Il est clair que les relations internationales sont guidées par des intérêts stratégiques des puissances néocoloniales. Cette position de la France de Macron ne contredit pas la déclaration du Général De Gaule qui disait en substance que: «La France n’a pas d’ami, mais elle a des intérêts’’. En plus de cela, tous les coups d’État dont les auteurs ne sont pas parrainés par la France sont condamnés par ce pays qui voit ses intérêts menacés par des hommes dont elle connaît aucune orientation politique et intention envers elle. C’est le cas des deux (02) coups d’État intervenus au Mali, en 2012 et 2020. Le capitaine Sanogo ne pouvait être combattu que par des forces négatives parce que certains dirigeants des partis, mouvements et associations politiques qui soutenaient le coup d’État du 22 mars 2012 avaient clairement affiché leur volonté de rompre avec la France. Idem pour celui de 2020. La rupture avec la France était aussi au devant de la lutte politique contre le régime d’Ibrahim Boubacar Kéita, accusé de ‘‘vendre’’ le Mali au pays de Macron.
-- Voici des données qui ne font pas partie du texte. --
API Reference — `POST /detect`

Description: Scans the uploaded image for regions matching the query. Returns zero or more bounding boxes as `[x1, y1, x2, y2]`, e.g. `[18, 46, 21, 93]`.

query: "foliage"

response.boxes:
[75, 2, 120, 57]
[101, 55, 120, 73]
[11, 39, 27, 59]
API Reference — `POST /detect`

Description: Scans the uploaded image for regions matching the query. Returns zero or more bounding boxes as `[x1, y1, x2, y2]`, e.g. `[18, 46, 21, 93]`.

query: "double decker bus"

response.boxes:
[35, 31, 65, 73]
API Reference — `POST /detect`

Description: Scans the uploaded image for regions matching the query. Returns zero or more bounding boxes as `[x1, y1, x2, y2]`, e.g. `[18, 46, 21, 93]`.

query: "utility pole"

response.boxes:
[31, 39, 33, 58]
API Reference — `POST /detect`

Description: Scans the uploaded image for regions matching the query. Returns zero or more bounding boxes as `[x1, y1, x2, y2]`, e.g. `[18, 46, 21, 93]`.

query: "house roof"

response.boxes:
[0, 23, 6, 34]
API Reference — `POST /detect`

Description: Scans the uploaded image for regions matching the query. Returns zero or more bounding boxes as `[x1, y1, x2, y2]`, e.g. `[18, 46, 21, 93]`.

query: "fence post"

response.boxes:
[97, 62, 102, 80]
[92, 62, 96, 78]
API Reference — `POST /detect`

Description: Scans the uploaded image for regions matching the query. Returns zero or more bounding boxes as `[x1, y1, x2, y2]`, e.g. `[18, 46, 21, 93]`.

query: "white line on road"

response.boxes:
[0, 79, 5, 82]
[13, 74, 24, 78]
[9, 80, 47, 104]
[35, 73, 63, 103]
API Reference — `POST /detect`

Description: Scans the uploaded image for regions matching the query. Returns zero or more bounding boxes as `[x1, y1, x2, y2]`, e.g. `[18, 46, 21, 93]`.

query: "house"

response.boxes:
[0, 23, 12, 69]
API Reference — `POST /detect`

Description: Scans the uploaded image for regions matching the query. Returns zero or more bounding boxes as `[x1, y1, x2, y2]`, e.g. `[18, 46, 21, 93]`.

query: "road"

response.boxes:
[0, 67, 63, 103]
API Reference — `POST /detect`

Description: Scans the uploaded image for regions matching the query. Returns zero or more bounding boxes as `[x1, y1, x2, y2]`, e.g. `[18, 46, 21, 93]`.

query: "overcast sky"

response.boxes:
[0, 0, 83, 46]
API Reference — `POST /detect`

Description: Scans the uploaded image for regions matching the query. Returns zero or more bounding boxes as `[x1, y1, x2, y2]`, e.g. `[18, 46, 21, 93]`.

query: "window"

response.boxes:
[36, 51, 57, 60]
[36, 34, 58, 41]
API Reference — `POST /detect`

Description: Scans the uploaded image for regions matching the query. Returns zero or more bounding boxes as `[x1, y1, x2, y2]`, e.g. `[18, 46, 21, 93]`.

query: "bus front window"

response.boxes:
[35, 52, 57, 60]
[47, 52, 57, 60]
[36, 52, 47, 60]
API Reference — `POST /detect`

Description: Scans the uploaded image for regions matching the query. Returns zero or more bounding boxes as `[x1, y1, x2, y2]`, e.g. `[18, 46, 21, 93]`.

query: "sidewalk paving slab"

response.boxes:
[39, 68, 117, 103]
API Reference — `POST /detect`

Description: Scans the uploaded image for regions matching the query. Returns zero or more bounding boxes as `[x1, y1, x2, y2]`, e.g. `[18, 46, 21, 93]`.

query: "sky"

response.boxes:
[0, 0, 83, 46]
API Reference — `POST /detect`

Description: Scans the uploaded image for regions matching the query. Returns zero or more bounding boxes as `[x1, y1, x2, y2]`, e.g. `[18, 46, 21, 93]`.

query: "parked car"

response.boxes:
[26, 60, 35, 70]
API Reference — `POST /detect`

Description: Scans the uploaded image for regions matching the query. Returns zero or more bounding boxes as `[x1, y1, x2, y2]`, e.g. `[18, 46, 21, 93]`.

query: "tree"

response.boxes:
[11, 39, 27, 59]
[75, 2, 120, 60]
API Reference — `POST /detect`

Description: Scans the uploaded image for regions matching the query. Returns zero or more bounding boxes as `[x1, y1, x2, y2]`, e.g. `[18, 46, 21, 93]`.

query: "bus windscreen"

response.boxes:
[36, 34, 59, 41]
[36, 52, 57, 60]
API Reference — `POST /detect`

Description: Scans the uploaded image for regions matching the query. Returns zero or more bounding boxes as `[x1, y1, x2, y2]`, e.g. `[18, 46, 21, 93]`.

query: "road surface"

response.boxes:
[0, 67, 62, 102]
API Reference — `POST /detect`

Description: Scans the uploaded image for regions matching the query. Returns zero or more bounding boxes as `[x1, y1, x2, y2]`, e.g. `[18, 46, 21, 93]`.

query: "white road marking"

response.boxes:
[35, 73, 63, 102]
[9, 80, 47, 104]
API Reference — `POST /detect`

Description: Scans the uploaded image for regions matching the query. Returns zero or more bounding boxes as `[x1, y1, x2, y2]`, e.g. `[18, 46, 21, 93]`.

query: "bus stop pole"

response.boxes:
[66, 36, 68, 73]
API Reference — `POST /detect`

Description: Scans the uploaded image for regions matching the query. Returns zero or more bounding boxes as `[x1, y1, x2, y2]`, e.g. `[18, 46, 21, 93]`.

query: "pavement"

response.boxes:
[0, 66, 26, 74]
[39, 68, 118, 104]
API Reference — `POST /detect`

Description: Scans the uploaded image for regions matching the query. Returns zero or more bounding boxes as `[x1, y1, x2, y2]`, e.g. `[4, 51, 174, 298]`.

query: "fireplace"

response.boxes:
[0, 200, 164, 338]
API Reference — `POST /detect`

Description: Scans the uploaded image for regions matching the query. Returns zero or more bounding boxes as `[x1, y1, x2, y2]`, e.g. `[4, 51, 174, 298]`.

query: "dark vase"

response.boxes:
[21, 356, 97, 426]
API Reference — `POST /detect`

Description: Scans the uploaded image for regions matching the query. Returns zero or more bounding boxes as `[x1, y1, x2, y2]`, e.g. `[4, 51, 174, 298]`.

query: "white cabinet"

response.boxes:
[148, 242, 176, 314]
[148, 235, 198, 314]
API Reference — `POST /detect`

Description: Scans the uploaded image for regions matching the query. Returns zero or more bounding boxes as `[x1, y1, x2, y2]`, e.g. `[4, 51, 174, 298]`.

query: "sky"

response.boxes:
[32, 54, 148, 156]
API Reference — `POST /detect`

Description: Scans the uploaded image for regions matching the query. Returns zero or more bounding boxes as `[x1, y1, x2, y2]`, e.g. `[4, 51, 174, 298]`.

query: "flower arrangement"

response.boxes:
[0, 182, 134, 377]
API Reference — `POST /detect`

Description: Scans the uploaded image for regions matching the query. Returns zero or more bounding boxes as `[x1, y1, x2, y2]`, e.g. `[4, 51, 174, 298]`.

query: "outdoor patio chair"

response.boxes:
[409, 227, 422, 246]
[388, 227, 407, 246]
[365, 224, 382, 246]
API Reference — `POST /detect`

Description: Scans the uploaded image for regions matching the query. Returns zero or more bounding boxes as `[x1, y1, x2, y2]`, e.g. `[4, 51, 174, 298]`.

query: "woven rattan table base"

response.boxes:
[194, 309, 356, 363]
Il nous revient de dire que le peuple malien et son armée sont moins que rien aux yeux de la communauté dite internationale. Cela se comprend aisément dans la mesure où les vrais faux démocrates ont détruit le capital humain et avec lui la diplomatie malienne qui rayonnait de mille feux sous le premier président du Mali, Modibo Keïta. Et pour restaurer cette belle époque où le Mali était envié de tous par le comportement digne de ses responsables, il faut une prise de conscience sans laquelle nous resterons la risée mondiale.